Republicans say the legislation prioritizes payments, ensuring that there won’t be the kind of missed obligations that could precipitate a formal default. At the same time, the bill politically insulates them from charges by Democrats that forcing negotiations over the debt ceiling puts payments to seniors in jeopardy.
“Clearly, we cannot default on our debt,” said Rep. Dave Camp (R) of Michigan, chairman of the House Ways and Means Committee, which brought forth the bill. “The consequences of doing so could be very serious. A default would at the very least hinder an already stagnant economic recovery, and, in a worst-case scenario, lead the country back into a recession.... If signed into law, this legislation would prevent such an unacceptable situation.”
Nonpartisan analysts say the measure – which will not get a hearing from the Democrat-led Senate and faces a veto threat at the White House – would actually have an effect different from that envisioned by Representative Camp.

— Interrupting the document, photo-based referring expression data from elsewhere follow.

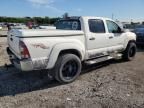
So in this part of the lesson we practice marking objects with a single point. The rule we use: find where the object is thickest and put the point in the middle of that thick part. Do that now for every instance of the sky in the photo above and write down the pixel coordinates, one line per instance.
(120, 9)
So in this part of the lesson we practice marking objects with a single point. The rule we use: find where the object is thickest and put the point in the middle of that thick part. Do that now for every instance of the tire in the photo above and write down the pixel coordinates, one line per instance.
(130, 52)
(67, 68)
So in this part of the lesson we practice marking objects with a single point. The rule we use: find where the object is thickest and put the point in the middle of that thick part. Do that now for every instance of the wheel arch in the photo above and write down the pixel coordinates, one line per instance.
(65, 48)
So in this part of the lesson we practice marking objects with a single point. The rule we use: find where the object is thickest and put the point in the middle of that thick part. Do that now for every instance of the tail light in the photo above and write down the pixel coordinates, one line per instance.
(23, 50)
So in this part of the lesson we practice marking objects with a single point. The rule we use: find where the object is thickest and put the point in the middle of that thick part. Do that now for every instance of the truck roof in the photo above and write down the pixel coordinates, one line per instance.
(93, 17)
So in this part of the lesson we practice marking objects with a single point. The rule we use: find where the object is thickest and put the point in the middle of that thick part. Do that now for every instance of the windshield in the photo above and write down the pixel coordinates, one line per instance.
(68, 25)
(139, 30)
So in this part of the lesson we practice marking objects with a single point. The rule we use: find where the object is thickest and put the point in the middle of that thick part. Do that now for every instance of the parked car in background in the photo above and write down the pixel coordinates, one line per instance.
(139, 36)
(0, 27)
(45, 26)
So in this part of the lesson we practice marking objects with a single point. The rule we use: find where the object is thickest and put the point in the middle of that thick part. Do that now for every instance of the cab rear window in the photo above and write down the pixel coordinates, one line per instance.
(96, 26)
(68, 25)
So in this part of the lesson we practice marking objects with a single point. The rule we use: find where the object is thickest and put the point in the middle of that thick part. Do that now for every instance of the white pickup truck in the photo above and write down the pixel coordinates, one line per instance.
(75, 40)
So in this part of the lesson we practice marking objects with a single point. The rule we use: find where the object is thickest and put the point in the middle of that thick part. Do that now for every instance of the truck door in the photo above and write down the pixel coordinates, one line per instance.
(116, 36)
(97, 41)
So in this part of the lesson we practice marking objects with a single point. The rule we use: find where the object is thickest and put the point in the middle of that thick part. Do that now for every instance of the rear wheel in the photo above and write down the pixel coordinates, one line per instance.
(67, 68)
(130, 52)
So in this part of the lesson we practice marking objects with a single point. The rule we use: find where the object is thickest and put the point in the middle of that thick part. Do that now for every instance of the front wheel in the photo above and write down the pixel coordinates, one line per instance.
(130, 52)
(67, 68)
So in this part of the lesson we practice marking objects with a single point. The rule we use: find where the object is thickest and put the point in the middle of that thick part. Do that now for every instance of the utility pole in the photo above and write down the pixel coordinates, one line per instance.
(112, 16)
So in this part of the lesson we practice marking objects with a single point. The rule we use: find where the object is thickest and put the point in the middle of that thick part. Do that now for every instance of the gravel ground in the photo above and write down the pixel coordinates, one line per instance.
(111, 84)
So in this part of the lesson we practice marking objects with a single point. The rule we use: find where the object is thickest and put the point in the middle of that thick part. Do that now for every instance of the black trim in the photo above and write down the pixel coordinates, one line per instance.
(53, 36)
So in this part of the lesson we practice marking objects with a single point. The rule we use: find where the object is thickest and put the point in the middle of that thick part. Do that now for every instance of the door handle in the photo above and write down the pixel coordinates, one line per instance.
(111, 37)
(92, 38)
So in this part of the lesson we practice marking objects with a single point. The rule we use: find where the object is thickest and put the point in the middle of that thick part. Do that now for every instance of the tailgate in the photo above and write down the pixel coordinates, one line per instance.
(13, 42)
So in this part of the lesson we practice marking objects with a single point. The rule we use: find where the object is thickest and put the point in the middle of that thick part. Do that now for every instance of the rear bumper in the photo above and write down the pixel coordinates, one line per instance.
(23, 65)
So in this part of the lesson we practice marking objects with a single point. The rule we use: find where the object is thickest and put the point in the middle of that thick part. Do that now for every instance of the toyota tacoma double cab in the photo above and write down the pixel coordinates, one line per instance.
(75, 40)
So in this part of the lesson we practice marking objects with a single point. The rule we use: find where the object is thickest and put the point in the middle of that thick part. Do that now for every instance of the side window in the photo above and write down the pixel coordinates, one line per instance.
(113, 27)
(96, 26)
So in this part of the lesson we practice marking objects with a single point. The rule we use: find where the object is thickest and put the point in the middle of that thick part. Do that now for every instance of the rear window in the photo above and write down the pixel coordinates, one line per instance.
(96, 26)
(68, 25)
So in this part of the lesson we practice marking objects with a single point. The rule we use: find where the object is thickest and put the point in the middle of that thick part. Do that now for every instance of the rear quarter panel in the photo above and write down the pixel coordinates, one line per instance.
(44, 51)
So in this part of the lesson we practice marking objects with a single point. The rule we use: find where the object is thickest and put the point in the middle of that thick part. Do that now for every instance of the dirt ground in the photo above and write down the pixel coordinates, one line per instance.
(111, 84)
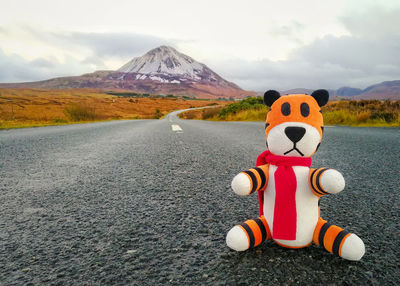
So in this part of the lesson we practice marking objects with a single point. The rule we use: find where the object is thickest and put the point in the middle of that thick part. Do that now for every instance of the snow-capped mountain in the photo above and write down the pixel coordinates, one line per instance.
(162, 70)
(167, 65)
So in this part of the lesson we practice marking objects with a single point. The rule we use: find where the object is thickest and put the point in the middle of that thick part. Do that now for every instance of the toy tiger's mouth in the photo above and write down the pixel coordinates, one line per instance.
(294, 149)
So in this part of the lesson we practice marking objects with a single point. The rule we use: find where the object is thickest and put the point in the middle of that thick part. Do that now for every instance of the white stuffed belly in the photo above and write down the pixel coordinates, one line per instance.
(306, 207)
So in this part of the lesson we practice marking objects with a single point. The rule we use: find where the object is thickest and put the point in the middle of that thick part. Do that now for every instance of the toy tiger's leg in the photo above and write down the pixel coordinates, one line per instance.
(249, 234)
(338, 241)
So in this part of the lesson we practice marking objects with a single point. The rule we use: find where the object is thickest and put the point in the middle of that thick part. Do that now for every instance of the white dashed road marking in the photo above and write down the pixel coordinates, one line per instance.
(176, 128)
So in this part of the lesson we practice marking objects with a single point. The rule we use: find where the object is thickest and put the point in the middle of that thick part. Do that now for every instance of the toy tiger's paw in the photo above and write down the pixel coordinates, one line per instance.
(353, 248)
(237, 239)
(241, 184)
(332, 181)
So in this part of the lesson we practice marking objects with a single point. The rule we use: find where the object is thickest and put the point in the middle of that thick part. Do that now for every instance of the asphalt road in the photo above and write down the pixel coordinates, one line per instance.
(136, 203)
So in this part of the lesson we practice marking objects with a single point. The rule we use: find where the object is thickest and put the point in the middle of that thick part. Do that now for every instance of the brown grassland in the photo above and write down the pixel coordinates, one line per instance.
(36, 107)
(350, 113)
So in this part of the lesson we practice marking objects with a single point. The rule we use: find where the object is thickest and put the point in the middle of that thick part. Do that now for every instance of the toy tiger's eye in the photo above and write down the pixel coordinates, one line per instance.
(285, 109)
(304, 109)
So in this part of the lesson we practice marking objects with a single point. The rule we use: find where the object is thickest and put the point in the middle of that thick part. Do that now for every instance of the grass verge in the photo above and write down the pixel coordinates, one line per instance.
(363, 113)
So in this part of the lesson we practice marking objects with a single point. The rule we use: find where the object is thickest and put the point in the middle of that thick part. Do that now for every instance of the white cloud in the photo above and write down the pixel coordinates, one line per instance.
(268, 44)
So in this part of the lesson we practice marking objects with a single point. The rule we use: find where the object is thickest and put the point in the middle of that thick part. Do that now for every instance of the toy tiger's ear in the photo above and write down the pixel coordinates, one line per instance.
(270, 96)
(321, 96)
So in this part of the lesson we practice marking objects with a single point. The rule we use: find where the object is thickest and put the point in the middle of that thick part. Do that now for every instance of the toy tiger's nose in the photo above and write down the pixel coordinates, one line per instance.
(295, 133)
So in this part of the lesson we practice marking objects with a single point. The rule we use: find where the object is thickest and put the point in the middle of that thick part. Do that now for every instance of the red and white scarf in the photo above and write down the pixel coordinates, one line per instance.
(285, 214)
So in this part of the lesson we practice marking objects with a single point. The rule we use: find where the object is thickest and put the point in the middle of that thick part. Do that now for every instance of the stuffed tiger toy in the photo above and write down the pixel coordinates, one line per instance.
(289, 190)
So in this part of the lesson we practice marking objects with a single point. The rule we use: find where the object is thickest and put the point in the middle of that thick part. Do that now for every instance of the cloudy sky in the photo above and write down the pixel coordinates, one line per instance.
(258, 44)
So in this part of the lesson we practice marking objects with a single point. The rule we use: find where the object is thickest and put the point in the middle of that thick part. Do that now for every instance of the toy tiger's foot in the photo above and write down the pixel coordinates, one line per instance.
(338, 241)
(249, 234)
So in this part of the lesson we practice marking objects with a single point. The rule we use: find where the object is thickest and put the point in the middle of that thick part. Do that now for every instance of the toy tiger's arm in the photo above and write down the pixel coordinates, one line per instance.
(325, 181)
(247, 182)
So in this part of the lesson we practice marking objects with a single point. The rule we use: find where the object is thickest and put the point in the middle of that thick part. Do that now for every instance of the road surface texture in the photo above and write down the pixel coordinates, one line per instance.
(148, 202)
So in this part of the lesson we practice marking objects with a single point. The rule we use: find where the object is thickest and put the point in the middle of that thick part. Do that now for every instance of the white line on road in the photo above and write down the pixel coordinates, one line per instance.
(176, 128)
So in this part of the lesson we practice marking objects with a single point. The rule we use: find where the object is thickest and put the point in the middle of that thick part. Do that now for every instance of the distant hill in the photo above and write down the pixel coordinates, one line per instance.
(382, 91)
(162, 70)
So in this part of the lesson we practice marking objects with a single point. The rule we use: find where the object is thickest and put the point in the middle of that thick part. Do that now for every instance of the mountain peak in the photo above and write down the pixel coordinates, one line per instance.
(165, 60)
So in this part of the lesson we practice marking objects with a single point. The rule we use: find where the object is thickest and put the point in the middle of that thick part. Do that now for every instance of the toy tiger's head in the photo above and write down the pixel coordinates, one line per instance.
(294, 125)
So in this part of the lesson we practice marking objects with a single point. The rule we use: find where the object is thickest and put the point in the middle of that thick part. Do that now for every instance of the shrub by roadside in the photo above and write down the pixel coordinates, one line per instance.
(353, 113)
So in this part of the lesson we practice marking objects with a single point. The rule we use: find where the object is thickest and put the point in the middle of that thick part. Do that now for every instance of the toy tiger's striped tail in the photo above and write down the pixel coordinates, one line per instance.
(248, 234)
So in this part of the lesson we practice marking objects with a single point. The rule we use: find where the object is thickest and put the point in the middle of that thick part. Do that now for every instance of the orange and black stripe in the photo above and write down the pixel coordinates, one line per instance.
(258, 177)
(330, 237)
(257, 230)
(315, 181)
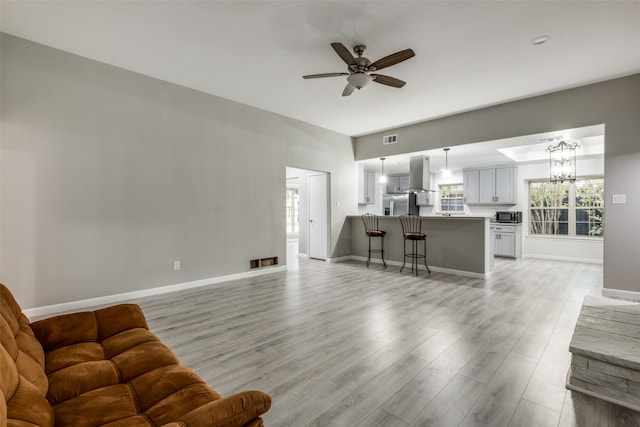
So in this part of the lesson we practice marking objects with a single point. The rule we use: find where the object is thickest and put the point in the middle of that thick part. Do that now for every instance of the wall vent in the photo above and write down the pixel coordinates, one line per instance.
(390, 139)
(263, 262)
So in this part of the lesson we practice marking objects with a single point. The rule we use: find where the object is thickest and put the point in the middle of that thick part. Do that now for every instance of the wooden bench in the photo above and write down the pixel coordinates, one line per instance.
(605, 347)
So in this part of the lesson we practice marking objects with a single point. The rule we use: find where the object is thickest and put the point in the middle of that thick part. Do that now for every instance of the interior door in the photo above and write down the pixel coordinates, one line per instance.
(318, 216)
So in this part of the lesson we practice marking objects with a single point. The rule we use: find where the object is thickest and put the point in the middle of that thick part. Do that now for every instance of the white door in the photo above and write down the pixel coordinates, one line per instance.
(318, 216)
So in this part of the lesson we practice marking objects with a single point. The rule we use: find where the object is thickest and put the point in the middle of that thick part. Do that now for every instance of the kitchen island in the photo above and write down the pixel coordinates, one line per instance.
(455, 244)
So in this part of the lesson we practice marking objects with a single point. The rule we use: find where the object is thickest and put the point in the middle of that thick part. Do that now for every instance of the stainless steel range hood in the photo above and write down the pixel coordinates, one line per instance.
(419, 174)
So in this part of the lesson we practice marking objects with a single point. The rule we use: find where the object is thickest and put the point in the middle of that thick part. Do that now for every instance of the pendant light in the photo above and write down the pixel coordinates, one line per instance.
(446, 173)
(562, 162)
(383, 177)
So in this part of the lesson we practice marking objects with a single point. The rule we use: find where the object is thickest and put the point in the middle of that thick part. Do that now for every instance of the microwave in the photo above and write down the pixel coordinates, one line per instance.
(509, 216)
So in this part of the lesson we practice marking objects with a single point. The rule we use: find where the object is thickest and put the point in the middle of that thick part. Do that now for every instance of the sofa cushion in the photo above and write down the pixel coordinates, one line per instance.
(105, 368)
(23, 383)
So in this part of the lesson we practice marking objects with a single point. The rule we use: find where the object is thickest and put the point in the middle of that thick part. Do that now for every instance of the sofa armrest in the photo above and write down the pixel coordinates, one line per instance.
(235, 410)
(87, 326)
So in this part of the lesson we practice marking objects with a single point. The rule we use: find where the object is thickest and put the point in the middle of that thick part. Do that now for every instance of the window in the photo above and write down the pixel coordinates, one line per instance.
(451, 198)
(569, 209)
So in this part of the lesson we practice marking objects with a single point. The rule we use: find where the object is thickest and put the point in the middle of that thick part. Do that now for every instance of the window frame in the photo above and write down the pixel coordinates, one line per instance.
(572, 208)
(441, 193)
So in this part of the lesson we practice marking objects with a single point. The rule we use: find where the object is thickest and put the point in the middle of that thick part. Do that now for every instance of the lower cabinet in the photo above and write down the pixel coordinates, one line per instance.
(508, 240)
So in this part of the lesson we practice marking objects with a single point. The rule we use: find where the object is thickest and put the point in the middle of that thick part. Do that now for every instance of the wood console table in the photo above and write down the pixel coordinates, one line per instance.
(605, 349)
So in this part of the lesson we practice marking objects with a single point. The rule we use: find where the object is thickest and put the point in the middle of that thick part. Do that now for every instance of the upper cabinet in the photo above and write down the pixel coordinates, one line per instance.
(490, 186)
(366, 186)
(397, 184)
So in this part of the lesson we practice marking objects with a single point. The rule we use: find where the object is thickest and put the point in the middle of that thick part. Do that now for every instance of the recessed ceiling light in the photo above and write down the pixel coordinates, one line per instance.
(540, 40)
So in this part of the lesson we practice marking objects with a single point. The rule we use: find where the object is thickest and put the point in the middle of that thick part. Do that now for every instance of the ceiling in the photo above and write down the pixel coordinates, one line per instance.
(527, 149)
(469, 54)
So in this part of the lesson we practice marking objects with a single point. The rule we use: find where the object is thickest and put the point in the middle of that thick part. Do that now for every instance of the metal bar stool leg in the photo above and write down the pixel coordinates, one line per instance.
(404, 248)
(425, 256)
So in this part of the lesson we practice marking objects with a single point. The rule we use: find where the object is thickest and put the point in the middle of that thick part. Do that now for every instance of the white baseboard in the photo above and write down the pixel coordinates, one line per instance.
(621, 294)
(50, 310)
(561, 258)
(341, 259)
(432, 268)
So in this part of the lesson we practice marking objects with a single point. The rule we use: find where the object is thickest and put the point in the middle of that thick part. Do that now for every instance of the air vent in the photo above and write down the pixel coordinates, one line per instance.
(389, 139)
(263, 262)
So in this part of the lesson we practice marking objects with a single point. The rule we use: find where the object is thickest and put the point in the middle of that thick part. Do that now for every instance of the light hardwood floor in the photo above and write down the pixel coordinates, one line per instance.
(342, 345)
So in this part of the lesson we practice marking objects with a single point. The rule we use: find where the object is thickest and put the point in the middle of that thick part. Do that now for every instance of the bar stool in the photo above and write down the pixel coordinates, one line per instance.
(371, 229)
(412, 232)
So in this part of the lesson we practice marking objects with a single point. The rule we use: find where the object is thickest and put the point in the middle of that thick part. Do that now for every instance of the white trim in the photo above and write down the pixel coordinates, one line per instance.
(49, 310)
(432, 268)
(564, 258)
(342, 259)
(621, 294)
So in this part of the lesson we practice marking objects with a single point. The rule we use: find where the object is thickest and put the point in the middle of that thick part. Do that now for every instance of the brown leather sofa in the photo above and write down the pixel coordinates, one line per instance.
(104, 368)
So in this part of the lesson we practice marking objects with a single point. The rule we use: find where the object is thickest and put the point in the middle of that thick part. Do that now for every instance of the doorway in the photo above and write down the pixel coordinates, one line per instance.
(312, 237)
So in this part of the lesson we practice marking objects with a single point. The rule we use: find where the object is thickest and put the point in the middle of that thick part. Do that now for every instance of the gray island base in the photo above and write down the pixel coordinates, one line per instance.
(457, 245)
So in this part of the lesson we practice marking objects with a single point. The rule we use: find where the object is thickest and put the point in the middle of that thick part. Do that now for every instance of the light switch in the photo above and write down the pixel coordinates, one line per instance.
(619, 199)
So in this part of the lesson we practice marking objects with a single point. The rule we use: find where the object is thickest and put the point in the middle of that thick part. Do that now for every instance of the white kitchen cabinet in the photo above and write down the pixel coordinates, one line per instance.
(366, 186)
(508, 240)
(426, 198)
(397, 184)
(506, 185)
(490, 186)
(470, 186)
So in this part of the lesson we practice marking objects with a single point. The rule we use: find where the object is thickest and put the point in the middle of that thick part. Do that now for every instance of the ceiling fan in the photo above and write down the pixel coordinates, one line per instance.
(360, 68)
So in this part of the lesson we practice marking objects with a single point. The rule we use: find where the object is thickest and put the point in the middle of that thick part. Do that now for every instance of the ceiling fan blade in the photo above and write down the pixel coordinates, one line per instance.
(318, 76)
(386, 80)
(348, 90)
(392, 59)
(344, 53)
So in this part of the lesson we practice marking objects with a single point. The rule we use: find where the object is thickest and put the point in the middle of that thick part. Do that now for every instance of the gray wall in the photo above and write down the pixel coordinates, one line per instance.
(616, 103)
(107, 176)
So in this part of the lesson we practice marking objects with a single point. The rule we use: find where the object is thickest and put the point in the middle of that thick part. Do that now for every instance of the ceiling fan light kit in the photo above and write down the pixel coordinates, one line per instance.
(359, 68)
(359, 80)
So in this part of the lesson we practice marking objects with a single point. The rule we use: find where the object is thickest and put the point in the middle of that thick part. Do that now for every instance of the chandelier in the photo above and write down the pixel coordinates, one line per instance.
(562, 161)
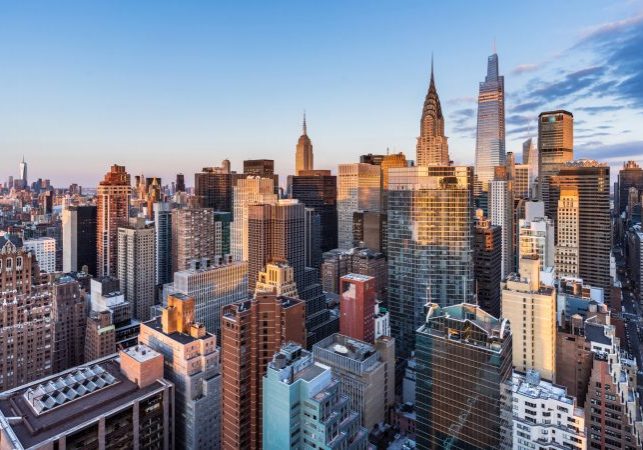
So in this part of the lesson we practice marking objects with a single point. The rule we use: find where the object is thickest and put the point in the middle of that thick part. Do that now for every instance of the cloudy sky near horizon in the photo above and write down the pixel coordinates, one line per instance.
(166, 87)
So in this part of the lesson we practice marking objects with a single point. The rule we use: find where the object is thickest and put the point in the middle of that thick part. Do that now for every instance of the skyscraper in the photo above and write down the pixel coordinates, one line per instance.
(136, 262)
(430, 244)
(487, 265)
(194, 370)
(304, 151)
(318, 190)
(463, 392)
(490, 135)
(79, 238)
(248, 191)
(251, 333)
(193, 235)
(530, 307)
(432, 147)
(358, 189)
(112, 203)
(592, 182)
(299, 395)
(555, 147)
(163, 242)
(356, 305)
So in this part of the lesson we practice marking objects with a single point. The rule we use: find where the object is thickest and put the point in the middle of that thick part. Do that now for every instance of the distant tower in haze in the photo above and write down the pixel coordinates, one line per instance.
(432, 146)
(304, 154)
(23, 172)
(490, 136)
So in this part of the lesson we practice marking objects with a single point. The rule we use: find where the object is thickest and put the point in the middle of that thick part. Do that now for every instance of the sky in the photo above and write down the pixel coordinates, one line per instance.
(165, 87)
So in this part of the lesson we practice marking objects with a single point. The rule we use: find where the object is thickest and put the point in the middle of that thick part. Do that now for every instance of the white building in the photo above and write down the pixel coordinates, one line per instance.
(544, 416)
(44, 249)
(358, 189)
(536, 237)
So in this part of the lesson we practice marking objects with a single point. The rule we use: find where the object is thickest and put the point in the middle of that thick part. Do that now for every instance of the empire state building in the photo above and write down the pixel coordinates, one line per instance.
(432, 146)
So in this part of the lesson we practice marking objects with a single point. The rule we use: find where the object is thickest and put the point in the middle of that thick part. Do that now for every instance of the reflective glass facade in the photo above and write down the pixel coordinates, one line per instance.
(430, 238)
(490, 136)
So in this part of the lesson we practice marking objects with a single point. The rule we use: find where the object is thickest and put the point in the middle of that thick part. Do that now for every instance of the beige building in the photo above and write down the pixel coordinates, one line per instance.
(278, 278)
(193, 235)
(358, 189)
(531, 310)
(248, 191)
(567, 251)
(192, 364)
(136, 263)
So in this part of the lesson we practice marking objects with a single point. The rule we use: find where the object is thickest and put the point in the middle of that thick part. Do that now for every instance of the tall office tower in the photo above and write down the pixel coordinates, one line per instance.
(490, 135)
(106, 296)
(521, 181)
(248, 191)
(531, 309)
(501, 211)
(163, 242)
(79, 238)
(312, 238)
(276, 232)
(612, 405)
(100, 335)
(251, 332)
(44, 249)
(18, 265)
(530, 158)
(304, 151)
(212, 284)
(121, 401)
(432, 146)
(213, 187)
(136, 263)
(318, 190)
(555, 147)
(358, 189)
(112, 211)
(487, 261)
(430, 244)
(68, 313)
(299, 395)
(536, 237)
(568, 232)
(592, 182)
(370, 230)
(193, 234)
(22, 170)
(194, 370)
(26, 337)
(536, 401)
(366, 373)
(180, 182)
(356, 305)
(277, 279)
(222, 222)
(361, 260)
(631, 175)
(475, 412)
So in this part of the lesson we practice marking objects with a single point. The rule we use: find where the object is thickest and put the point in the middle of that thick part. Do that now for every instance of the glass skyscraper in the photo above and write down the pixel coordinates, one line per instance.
(490, 136)
(463, 391)
(430, 244)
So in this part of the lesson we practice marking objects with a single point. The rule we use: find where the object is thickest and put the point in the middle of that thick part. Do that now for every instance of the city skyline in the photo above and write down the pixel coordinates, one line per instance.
(180, 101)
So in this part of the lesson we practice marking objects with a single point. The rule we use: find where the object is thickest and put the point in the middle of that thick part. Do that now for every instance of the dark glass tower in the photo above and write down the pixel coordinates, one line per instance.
(463, 391)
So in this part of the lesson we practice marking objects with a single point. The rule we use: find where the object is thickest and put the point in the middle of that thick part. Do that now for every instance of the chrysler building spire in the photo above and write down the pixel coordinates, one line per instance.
(432, 146)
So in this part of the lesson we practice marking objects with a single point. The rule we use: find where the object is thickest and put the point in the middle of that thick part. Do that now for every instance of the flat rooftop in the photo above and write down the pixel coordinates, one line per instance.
(34, 428)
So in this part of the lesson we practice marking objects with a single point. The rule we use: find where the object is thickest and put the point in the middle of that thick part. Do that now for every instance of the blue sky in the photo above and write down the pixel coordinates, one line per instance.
(163, 87)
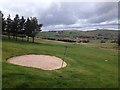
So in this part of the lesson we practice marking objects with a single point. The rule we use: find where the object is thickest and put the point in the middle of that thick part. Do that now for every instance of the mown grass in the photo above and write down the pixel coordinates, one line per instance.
(86, 67)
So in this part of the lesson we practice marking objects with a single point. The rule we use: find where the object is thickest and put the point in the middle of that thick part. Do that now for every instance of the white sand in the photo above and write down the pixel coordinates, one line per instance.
(44, 62)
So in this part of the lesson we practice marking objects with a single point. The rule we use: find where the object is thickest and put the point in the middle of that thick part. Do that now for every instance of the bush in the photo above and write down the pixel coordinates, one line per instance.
(103, 41)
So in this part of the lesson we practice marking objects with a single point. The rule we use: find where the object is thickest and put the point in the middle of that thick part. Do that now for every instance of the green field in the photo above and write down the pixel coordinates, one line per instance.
(86, 67)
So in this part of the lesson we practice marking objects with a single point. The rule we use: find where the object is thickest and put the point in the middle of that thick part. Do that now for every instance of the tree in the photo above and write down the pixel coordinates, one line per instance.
(8, 25)
(28, 28)
(3, 23)
(35, 27)
(118, 39)
(22, 27)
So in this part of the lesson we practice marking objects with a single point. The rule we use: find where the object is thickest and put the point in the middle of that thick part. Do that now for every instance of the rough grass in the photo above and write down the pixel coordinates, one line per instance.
(86, 68)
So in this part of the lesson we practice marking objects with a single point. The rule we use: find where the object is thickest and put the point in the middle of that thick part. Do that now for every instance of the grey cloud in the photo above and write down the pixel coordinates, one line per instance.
(67, 13)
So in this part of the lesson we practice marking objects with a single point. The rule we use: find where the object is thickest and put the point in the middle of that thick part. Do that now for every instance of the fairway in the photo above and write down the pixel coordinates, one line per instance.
(44, 62)
(87, 67)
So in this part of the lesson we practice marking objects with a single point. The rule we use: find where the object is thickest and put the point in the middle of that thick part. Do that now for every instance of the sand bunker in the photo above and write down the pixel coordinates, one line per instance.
(44, 62)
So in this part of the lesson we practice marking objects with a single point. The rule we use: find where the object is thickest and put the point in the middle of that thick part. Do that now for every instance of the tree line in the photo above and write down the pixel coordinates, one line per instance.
(20, 27)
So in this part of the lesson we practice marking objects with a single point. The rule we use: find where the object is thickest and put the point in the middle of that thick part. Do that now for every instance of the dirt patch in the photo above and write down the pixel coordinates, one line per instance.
(44, 62)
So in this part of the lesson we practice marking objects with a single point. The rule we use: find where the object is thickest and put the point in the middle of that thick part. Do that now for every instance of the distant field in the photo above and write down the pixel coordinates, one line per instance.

Were the bill adopted, argues Shai Akabas, a budget analyst with the Bipartisan Policy Center (BPC), interest payments on the debt and some interest payments needed for processing Social Security payments would be pushed outside the formal debt limit – in effect increasing the debt limit.
This would allow the US Treasury’s “extraordinary measures” – the financial trickeration used by the federal government to finance its operations for several weeks after reaching the formal debt ceiling – to go on even longer than possible today.
As such, Mr. Akabas says, the bill could add several weeks’ time for budget negotiators to hammer out their differences.
On the House floor Thursday, Camp called such an analysis “categorically false” on technical grounds.
A libertarian-minded House Republican, Rep. Thomas Massie (R) of Kentucky, agreed broadly with the BPC.
The bill “is a debt limit increase, and I think many do not realize that,” said Representative Massie in a statement after the vote. “While I support the idea of debt prioritization, this bill does not do that.”
While allowing the US government to forestall a potential debilitating shock to its financial system for several weeks might not be so bad, a bipartisan chorus of voices has criticized plans like the one by House Republicans because they amount to “default by another name,” as the White House put it in a statement promising to veto the bill.
“If the U.S. government legally commits to paying someone a benefit, or agrees to pay a firm for a good or a service, the U.S. government should fulfill that agreement in a timely fashion,” wrote Keith Hennessey, a former economic adviser to President George W. Bush, on an idea similar to the House GOP bill back in January. “To do otherwise is taking the first step to becoming a banana republic. The fiscally responsible policy is to pay your bills on time and cut future spending commitments.”
Mr. Hennessey continued, “Also note that payment prioritization doesn’t stop payments, it just delays them. Then the aggrieved party sues the government, and probably wins, and it turns into a bloody mess.”
Camp has cited on many occasions that a US failure to meet some of its other obligations – say, the salaries of federal government workers, payments to military contractors, or food support for the poor – would not necessarily generate a debt downgrade. But others point out that doing so would constitute a less formal form of default on the nation’s fiscal promises – a circumstance many believe is potentially nearly as perilous to America’s financial future.
“The bill is an under-the radar way to increase the federal debt ceiling without actually voting to do that,” wrote Stan Collender, a former veteran of the House Budget Committee’s Democratic staff, earlier this week. “Add to that the fact that the bill would mean that the government would be in technical default on contracts and other non-bond obligations if Treasuries were made first in line and the extent of the abuse being perpetrated becomes larger and more obvious.”